Das Novigrader Meer / Novigradsko More – Foto: U.Karlowski
Erst die neuen Schlagzeilen und öffentlicher Druck nötigten die Regierung zum Handeln. Zwischenzeitlich hatten Umweltorganisationen eine Petition an das Umweltministerium gestartet. Sie forderten die Regierung zum schnellen Handeln auf, um weitere Verschmutzungen zu verhindern.
Am 03. Januar 2020 dann begann man mit ersten Maßnahmen. So sollten Barrikaden verhindern, dass die Umweltgifte weiter in den Fluss gelangen. Säuberungsarbeiten im Schilf fanden nach Informationen der kroatischen Nachrichtenplattform morski.hr vom 13. Februar 2020 in einem ca. 5000 Quadratmeter großen Uferbereich flussabwärts von Obrovac statt.

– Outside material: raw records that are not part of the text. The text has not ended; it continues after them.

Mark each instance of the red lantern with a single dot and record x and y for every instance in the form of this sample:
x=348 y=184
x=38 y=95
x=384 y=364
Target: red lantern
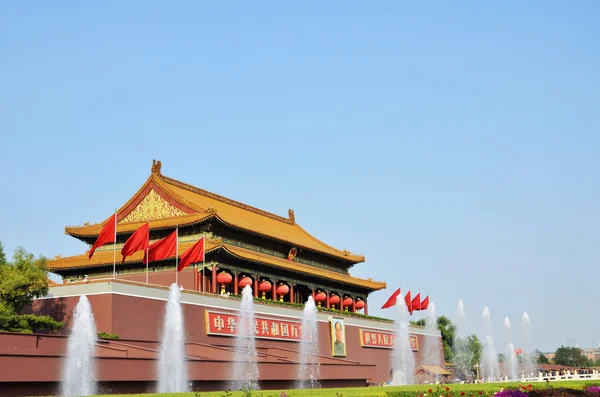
x=282 y=290
x=264 y=286
x=320 y=297
x=333 y=299
x=347 y=302
x=245 y=281
x=223 y=278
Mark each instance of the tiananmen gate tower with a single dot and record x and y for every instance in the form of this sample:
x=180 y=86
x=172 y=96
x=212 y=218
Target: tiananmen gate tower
x=282 y=263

Keine langfristigen Schäden – meint das Umweltministerium
Des Weiteren seien vom Institut für Gesundheitswesen vor Beginn der Schutzmaßnahmen an fünf Stellen Wasserproben entnommen worden. Da keine Grenzwerte überschritten wurden, seien langfristige Auswirkungen auf Flora und Fauna der Zrmanja und des Novigrader Meeres nicht zu befürchten, hieß es vonseiten des kroatischen Umweltministeriums.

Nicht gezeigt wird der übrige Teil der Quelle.